NCAA President Mark Emmert wants you to believe in him.
He wants you to believe that student-athletes are students first, not employees, with higher education being at the forefront of what the NCAA holds near and dear.
He wants you to believe that financial compensation for athletic competition would, quite drastically, alter the college landscape in a way that could deteriorate fairness and ultimately harm its 1,000-plus universities and millions of amateur student-athletes, and that such a pay-for-play scheme is financially improbable.
He, along with Board of Governors Chairman Michael Drake and the entire NCAA, wants you to believe that they are listening.

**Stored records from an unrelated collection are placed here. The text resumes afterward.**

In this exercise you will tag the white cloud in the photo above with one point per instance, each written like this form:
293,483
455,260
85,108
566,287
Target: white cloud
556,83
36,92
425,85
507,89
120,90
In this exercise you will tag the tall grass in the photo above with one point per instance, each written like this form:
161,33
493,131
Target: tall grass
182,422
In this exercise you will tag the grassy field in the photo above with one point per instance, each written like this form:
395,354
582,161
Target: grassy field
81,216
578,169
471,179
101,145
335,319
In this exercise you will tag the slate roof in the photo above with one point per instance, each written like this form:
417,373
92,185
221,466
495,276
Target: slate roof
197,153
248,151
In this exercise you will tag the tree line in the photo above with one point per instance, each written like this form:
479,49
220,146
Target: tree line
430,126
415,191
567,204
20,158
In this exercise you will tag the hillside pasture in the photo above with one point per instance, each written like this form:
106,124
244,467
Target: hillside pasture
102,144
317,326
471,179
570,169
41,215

That they’re going to “permit students participating in athletics the opportunity to benefit from the use of their name, image and likeness.” That they’re ready to “embrace change to provide the best possible experience for college athletes.”

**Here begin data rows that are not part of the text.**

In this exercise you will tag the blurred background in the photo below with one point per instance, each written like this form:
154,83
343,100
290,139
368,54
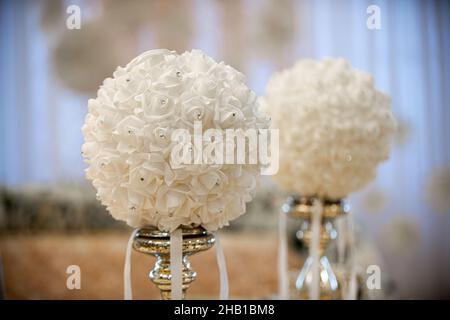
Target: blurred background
50,219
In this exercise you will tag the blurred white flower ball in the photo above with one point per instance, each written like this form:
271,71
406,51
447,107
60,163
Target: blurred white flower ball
128,141
335,127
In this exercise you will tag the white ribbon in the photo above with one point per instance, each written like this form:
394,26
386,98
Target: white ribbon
353,285
314,293
127,291
283,283
176,264
223,274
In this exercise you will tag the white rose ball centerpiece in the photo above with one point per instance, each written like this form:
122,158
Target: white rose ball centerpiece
131,134
335,127
128,143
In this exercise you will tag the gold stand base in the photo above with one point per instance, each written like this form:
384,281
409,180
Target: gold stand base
301,207
157,243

Mark Emmert wants you to believe a lot of things.
Don’t.
It’s growing increasingly difficult, if not impossible, to believe in a president and a multibillion-dollar organization — which just so happens to be a tax-exempt non-profit, somehow — who have together made egregious displays of corporate self-interest when dealing with student-athlete issues and public calls for systemic change.
We cannot keep waiting on the NCAA to evolve. It won’t do so willingly. We must force its hand to change, drastically, so that it can actually provide a climate where its athletes are supported in the classroom, on the field and in their pockets. Because, so far, the NCAA hasn’t shown that it genuinely cares.
Why push back against granting student-athletes their name, image and likeness (NIL) rights until California and many other states presented daring legislation that would place these rights back in the hands of the students? Why is the NCAA so dead-set on preventing student-athletes from even touching money?